Saul Bellow and Herzog (01)
Saul Bellow was a prestigious American writer after World War II. On July 10, 1915, he was born in a immigrant family with a Russian-Jewish origin, in Laching, Quebec, Canada, and then grew up in the Montreal Ghetto until at the age of nine. After that he left for Chicago and studied at the University of Chicago, where he took a degree in anthropology. During his lifetime, he has twice been awarded Guggenheim Fellowships, the Prix Literature International. In 1965, he became the first American to win the International Literary Prize for Herzog. In January 1968 he was awarded the Croix de Chevalier Arts et Lettres by the Republic of France, and in 1975 received Pulitzer Prize, and it is in 1976 that he was honorably awarded the Nobel Prize in Literature “For the human understanding and subtle analysis of contemporary culture that are combined in his work.”(Microsoft Encarta Encyclopedia 2002: Saul Bellow) Furthermore, according to Philip Roth, Bellow is “our preeminent public spokesman, the writer who catches and articulates the sometimes hidden feelings of our ear.”(Daniel Walden Ed, 1984:10)

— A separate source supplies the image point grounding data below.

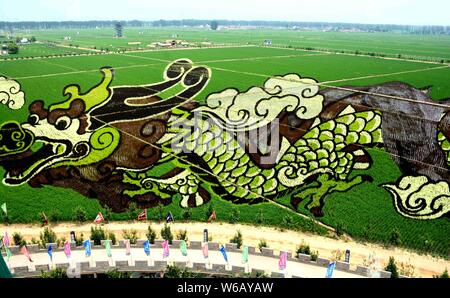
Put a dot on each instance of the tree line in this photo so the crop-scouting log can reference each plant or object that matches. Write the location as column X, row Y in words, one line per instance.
column 191, row 23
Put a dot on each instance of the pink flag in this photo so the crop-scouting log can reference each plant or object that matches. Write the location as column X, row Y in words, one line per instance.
column 6, row 240
column 24, row 250
column 282, row 261
column 127, row 247
column 205, row 250
column 165, row 249
column 67, row 250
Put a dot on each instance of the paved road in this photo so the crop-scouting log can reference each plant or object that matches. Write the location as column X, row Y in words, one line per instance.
column 256, row 261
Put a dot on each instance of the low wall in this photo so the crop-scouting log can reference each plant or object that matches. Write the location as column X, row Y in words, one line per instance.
column 158, row 266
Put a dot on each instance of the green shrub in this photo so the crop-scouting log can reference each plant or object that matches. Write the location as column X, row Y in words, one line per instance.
column 160, row 210
column 443, row 275
column 392, row 267
column 182, row 235
column 133, row 211
column 187, row 214
column 262, row 243
column 314, row 255
column 288, row 221
column 235, row 215
column 60, row 242
column 166, row 234
column 394, row 237
column 5, row 218
column 131, row 235
column 237, row 239
column 107, row 214
column 79, row 214
column 55, row 273
column 47, row 236
column 210, row 210
column 304, row 249
column 112, row 237
column 340, row 229
column 151, row 235
column 97, row 235
column 18, row 239
column 260, row 217
column 117, row 274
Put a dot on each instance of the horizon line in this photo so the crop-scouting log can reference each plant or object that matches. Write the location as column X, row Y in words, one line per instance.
column 226, row 20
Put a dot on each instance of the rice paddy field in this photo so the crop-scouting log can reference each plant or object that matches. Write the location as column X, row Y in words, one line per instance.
column 365, row 212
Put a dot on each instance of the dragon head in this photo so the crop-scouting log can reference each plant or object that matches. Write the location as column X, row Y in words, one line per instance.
column 59, row 135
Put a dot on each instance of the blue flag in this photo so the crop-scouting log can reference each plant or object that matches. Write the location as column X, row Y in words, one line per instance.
column 169, row 217
column 50, row 252
column 330, row 270
column 224, row 253
column 87, row 247
column 147, row 248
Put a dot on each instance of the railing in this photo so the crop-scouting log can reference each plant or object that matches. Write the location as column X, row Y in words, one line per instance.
column 297, row 266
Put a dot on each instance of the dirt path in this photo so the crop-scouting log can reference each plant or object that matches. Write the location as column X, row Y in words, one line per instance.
column 424, row 266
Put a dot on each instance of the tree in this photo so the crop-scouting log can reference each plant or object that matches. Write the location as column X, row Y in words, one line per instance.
column 392, row 267
column 97, row 235
column 151, row 235
column 118, row 27
column 237, row 239
column 47, row 236
column 214, row 25
column 80, row 214
column 166, row 234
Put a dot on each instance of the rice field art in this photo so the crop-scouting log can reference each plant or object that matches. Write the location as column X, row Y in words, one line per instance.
column 264, row 131
column 106, row 143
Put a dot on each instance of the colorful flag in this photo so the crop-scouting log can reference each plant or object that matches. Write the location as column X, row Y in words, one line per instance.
column 165, row 245
column 169, row 217
column 87, row 248
column 99, row 218
column 44, row 219
column 50, row 252
column 4, row 270
column 282, row 261
column 67, row 249
column 108, row 248
column 127, row 247
column 330, row 270
column 6, row 240
column 212, row 216
column 224, row 253
column 24, row 250
column 245, row 255
column 205, row 250
column 183, row 248
column 147, row 248
column 8, row 253
column 4, row 209
column 143, row 215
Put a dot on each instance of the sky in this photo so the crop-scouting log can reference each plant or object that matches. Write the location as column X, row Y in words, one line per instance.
column 406, row 12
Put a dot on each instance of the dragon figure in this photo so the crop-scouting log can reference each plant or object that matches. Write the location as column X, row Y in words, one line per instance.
column 153, row 143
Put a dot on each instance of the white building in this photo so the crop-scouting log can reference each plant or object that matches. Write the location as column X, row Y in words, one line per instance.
column 4, row 50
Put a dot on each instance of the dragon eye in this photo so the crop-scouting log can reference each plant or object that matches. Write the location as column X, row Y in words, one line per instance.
column 63, row 123
column 33, row 119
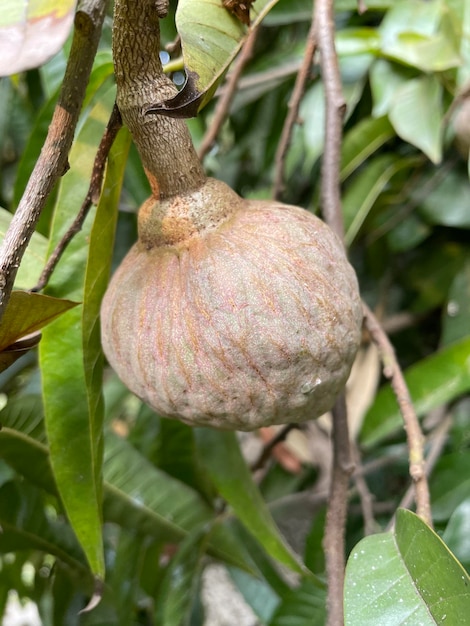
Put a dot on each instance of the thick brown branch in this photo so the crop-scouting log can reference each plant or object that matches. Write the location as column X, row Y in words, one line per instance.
column 293, row 106
column 164, row 143
column 335, row 528
column 52, row 162
column 335, row 108
column 92, row 196
column 223, row 105
column 393, row 371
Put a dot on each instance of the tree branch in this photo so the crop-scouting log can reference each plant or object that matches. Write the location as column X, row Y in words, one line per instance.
column 333, row 540
column 52, row 162
column 92, row 196
column 335, row 527
column 415, row 438
column 293, row 106
column 223, row 105
column 335, row 108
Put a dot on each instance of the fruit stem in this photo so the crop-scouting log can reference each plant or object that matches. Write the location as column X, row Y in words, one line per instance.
column 164, row 143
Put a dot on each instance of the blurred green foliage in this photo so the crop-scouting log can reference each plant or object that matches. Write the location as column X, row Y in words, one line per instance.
column 404, row 171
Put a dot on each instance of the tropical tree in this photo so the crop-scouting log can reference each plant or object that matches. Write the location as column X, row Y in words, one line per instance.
column 356, row 112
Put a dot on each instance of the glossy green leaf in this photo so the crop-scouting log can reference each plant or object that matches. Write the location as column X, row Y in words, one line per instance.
column 142, row 496
column 405, row 577
column 25, row 526
column 386, row 78
column 351, row 41
column 32, row 31
column 449, row 484
column 362, row 141
column 211, row 36
column 33, row 259
column 27, row 313
column 141, row 499
column 181, row 581
column 139, row 496
column 98, row 270
column 125, row 576
column 25, row 414
column 416, row 115
column 220, row 455
column 448, row 203
column 364, row 190
column 420, row 35
column 457, row 533
column 455, row 320
column 258, row 594
column 407, row 233
column 28, row 457
column 73, row 433
column 432, row 382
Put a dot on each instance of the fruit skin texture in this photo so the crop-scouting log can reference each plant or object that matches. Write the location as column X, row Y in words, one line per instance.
column 246, row 318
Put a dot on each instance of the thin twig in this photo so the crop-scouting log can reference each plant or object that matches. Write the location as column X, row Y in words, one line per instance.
column 92, row 196
column 270, row 445
column 335, row 527
column 225, row 100
column 361, row 7
column 52, row 162
column 293, row 115
column 392, row 370
column 335, row 108
column 438, row 441
column 365, row 496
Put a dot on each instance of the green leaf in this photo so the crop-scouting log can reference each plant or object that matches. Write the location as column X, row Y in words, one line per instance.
column 416, row 115
column 457, row 311
column 420, row 35
column 73, row 433
column 27, row 313
column 139, row 496
column 457, row 533
column 125, row 575
column 258, row 594
column 362, row 141
column 142, row 496
column 210, row 39
column 28, row 457
column 386, row 78
column 181, row 581
column 33, row 259
column 220, row 455
column 432, row 382
column 449, row 484
column 25, row 414
column 303, row 606
column 25, row 526
column 405, row 577
column 364, row 190
column 448, row 203
column 32, row 31
column 98, row 270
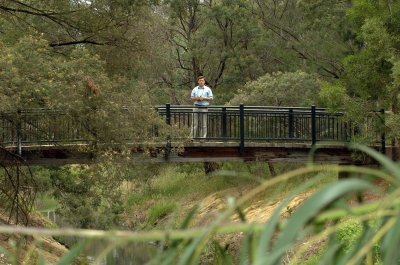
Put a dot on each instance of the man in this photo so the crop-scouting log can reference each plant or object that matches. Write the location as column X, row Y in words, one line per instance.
column 201, row 96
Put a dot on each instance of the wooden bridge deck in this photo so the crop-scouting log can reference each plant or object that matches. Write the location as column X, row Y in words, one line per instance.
column 192, row 152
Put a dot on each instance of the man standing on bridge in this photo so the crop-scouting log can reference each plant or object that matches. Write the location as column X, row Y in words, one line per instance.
column 202, row 96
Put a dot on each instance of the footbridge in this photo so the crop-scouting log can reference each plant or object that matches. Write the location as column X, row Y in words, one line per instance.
column 234, row 133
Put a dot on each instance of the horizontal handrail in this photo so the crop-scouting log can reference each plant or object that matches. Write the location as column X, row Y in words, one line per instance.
column 225, row 123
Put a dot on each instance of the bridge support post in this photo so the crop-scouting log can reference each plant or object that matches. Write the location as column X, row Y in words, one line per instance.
column 241, row 125
column 291, row 124
column 19, row 134
column 313, row 125
column 383, row 136
column 168, row 113
column 224, row 124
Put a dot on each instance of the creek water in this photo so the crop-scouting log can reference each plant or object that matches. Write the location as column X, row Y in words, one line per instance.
column 132, row 253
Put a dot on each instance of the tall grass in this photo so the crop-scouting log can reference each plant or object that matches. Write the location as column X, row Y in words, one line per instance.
column 323, row 215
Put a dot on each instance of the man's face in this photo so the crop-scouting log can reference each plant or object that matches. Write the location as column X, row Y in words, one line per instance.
column 201, row 81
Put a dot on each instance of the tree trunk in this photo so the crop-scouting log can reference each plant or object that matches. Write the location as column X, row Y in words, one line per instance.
column 210, row 167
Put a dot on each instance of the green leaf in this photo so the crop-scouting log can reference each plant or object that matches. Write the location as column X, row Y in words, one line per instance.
column 314, row 204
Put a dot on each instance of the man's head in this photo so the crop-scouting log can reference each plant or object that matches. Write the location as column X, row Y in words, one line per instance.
column 201, row 81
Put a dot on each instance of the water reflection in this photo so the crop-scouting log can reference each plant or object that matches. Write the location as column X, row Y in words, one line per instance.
column 130, row 253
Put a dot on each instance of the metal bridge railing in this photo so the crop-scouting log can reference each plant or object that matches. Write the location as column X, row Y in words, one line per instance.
column 225, row 123
column 268, row 123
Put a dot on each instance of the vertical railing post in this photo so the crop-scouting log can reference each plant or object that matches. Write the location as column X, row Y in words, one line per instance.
column 168, row 113
column 224, row 129
column 19, row 133
column 241, row 125
column 313, row 125
column 383, row 136
column 291, row 124
column 168, row 147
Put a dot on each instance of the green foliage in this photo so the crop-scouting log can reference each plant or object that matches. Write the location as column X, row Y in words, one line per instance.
column 334, row 96
column 277, row 89
column 160, row 210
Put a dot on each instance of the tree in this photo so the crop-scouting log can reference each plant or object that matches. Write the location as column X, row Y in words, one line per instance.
column 373, row 74
column 277, row 89
column 311, row 35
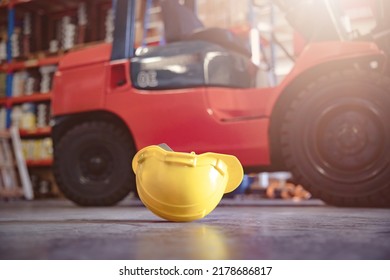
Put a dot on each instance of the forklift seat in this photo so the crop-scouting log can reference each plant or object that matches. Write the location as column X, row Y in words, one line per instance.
column 181, row 24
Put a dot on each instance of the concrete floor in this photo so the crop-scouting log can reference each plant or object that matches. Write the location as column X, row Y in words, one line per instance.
column 237, row 229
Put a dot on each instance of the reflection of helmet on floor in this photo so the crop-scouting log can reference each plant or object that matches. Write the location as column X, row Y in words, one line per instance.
column 184, row 186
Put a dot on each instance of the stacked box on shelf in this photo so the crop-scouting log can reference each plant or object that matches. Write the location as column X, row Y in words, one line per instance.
column 37, row 149
column 31, row 116
column 230, row 13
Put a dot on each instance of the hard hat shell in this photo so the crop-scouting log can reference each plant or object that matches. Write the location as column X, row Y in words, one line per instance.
column 184, row 186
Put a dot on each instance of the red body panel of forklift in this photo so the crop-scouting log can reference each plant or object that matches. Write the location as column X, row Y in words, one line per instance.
column 224, row 120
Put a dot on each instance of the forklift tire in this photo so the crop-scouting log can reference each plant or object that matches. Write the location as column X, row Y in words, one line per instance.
column 335, row 139
column 92, row 164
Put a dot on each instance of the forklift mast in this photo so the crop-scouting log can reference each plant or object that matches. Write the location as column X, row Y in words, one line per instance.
column 124, row 32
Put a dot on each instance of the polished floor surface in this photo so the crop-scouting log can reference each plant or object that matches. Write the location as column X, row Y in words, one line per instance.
column 236, row 229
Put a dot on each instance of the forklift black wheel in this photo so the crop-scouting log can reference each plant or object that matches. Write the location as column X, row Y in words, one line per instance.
column 336, row 139
column 92, row 164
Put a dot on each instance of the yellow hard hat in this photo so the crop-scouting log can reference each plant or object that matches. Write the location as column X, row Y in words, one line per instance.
column 184, row 186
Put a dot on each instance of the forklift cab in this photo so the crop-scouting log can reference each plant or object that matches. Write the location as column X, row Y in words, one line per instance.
column 193, row 56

Among his works, Herzog, his sixth novel published in 1964, caused a stir and became a bestseller immediately. The novel aroused an extraordinary amount of public interest both at home and abroad. In this novel it depicts a Jewish intellectual’s puzzle and predicament in modern industrial society. Moses E. Herzog, the protagonist of the novel is a promising college professor with profound theories and thoughts both in philosophy and politics as well as other aspects, accompanied with a beautiful wife and a preferable reputation. However, he is now suffering a spiritual and emotional collapse from the grim realities that his wife Madeleine abandoned him and chased him out of the house, even lived with his best friend Valentine Gersbach. Having confronted with such sudden attacks on his heart, he decides to retreat from the urban life and mediates on his past life in Ludyville by writing un-sent letters to different people who is famous or obscure, dead or alive, strange or familiar and so on, thus going through his spiritual pilgrimages from alienation to restoration, and finally he re-joints the society.